Officials implementing gender-informed practices in California’s prisons say small things can make a big difference.
Things like allowing women to wash their own undergarments rather than sending them to an industrial laundry, and adding solid panels to open bathroom doors so women’s private parts are obscured as they shower.
Women in prison punished more harshly than men around the country
But as in other states, significant disparities in discipline rates between men and women still exist.
Correctional officer Daniel Johnson, who trains other officers to work with female inmates in the Central California Women’s Facility in Chowchilla, the state’s largest women’s prison, says that women simply do commit infractions more, and sanctions like taking away phone privileges are necessary.
“If phone calls…are important to them, [discipline] will curb their behavior for the future,” he said. In a cell, he points out potential disciplinary infractions: items not stored in lockers, papers and photos taped to a wall, an unauthorized cache of food including tortillas and milk. The rules are meant to keep order and protect women’s health, he says, like making sure women don’t eat spoiled food.
Some women inmates agree that they break rules more than men, and more sanctions might be justified. LaVerne Dejohnette, 49, has been disciplined for “manufacturing a slashing device” and for “pen pal fraud,” she said, while serving a life sentence in Chowchilla. This year a board recommended the governor commute her sentence. She is awaiting a decision.
“From my understanding, men don’t do as much as we do,” said Dejohnette, who credits prison with saving her from the destructive path she was on because of a cycle of abuse. “The hurt, the pain, the trauma, they [women] act out here, and [correctional officers] do meet that accordingly with the right discipline.”
Other times, inmates say, women are disciplined unnecessarily or unfairly.
“You can get written up for altered clothes on – but it can be your own clothes that you done had and just decided to make shorts out of,” says Victoria Williams, 58, originally from Gary, Ind., who is serving 25 years in Chowchilla for a burglary conviction under the state’s three-strikes law.
“Or if you want to fix your room up nice and take some Kool-Aid and dye your pillowcase, you get written up for that. You get written up for not closing your doors, you get written up for jumping on the phone without permission, you get written up for jumping on the kiosk machine without permission, you get written up for going out of bounds in someone’s room or in the hallways.”
Williams has been sanctioned many times. “Sometimes they take like 30, 90, 150 [good credit] days or they take your yard, your phone, your boxes, your canteen” privileges away. “That’s too much, and that’s what causes a person to act out.”
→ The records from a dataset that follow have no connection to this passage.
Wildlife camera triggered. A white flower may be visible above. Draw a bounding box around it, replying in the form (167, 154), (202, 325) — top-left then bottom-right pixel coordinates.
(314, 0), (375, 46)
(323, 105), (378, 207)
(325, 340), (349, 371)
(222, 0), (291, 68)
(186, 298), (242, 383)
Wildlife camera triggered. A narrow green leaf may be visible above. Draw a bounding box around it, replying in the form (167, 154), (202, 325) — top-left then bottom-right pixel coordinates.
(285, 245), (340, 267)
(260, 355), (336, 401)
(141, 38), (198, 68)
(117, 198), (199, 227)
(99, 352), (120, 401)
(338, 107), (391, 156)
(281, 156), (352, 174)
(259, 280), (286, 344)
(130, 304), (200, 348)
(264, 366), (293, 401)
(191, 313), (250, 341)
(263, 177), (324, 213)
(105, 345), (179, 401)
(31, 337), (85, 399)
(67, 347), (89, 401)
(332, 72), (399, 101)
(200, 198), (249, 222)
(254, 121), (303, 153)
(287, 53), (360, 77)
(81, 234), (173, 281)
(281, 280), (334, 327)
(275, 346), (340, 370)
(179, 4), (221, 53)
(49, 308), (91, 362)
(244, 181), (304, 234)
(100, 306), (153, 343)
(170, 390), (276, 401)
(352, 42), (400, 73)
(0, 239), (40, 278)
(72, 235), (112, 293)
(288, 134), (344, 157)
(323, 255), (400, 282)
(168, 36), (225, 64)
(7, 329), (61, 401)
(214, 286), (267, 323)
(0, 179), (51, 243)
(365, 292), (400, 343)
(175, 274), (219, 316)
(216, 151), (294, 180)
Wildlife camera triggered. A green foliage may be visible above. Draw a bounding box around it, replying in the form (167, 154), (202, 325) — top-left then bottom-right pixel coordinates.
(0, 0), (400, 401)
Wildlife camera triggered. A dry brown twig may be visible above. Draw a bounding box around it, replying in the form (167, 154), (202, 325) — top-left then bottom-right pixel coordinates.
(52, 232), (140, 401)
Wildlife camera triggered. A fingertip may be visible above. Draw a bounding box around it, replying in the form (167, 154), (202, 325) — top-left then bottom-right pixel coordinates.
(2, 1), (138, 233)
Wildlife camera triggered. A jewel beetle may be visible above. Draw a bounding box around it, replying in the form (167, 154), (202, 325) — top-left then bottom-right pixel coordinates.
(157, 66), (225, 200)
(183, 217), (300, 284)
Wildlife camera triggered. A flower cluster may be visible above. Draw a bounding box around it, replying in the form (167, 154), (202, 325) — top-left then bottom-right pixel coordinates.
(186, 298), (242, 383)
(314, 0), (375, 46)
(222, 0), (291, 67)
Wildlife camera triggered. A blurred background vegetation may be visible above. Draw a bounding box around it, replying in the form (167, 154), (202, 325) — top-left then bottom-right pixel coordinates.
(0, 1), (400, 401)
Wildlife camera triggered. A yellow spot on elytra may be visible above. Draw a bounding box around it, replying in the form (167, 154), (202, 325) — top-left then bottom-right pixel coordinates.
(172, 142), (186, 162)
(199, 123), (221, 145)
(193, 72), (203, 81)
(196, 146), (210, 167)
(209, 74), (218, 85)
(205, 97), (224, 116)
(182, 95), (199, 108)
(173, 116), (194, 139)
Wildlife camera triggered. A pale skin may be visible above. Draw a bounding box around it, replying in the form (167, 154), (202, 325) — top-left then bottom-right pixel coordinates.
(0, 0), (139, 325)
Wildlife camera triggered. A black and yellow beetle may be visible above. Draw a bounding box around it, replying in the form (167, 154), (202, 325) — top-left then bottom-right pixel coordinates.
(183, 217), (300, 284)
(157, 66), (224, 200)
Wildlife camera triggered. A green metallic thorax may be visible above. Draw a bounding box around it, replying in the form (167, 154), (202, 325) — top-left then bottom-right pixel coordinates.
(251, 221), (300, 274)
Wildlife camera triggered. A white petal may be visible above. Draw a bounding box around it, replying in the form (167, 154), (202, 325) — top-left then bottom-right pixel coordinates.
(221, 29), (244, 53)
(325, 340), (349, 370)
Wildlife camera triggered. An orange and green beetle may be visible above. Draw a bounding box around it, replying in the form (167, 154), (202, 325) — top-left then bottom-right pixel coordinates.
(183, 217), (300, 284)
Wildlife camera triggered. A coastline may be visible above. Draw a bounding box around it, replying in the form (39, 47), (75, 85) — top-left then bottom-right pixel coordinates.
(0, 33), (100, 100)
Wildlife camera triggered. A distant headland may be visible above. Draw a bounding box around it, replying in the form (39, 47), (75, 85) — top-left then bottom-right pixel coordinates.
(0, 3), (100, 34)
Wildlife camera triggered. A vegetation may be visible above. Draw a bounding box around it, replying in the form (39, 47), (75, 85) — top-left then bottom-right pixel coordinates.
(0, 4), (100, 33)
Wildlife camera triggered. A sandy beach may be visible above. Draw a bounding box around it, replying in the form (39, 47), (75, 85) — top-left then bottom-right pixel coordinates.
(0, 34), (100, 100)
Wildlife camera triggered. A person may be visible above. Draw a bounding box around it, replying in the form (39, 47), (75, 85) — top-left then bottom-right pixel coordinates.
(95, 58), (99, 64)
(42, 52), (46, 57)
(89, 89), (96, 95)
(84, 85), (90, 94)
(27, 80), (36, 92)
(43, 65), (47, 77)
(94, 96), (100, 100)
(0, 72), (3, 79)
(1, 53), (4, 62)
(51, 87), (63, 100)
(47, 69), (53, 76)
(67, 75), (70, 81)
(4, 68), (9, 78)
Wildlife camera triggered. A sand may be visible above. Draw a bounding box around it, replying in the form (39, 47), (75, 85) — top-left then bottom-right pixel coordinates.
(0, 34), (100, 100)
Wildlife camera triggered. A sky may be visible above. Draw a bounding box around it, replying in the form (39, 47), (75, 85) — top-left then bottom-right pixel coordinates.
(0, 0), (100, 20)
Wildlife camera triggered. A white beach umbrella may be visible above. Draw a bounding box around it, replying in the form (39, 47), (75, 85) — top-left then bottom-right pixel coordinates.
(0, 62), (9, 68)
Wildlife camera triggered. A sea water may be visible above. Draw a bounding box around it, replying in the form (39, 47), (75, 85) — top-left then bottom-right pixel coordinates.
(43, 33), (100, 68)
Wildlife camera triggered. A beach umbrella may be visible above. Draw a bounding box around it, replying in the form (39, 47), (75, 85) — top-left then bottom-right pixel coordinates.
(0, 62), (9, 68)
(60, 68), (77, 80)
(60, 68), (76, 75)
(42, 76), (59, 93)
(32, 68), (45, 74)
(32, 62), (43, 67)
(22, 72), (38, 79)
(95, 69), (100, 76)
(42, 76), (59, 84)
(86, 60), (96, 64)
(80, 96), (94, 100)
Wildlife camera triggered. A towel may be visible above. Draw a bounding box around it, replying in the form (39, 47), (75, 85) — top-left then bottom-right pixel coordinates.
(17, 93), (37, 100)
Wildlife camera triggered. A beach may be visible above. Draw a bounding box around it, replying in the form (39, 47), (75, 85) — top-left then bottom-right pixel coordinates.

Johnson noted that while women get more violations than men for fighting, the stakes are different. “When there’s a fight [in a male prison] someone is taken out in an ambulance, people are actually trying to kill each other…The same thing with the staff assaults – we have more staff assaults here, but it’s kicking, throwing something on staff. At a men’s institution they have a weapon and are actually trying to kill staff.”
He says the gangs that proliferate in men’s prisons actually help maintain order in part by imposing a strict hierarchy. Women interact more freely, and more dramatically, with each other and with correctional officers.
“So they have a tendency to be more defiant, and a tendency to lash out either at their peers or at staff,” Johnson said. “Are they more violent [than men]? No. Are they more defiant? In my experience, yes.”
Tracy Johnson is the associate warden at Folsom Women’s Facility, where women with less than five years left on their sentence go for job training and counseling to prepare for re-entry. She previously worked in San Quentin, the men’s maximum security prison, and notes the stark differences in behavior.
“The female inmates want to know why, and they are going to stand there until they get the answer,” she says. “But if you have those answers for them, it definitely helps in the long run.”
When people are treated with humanity and dignity there are far fewer behavior problems.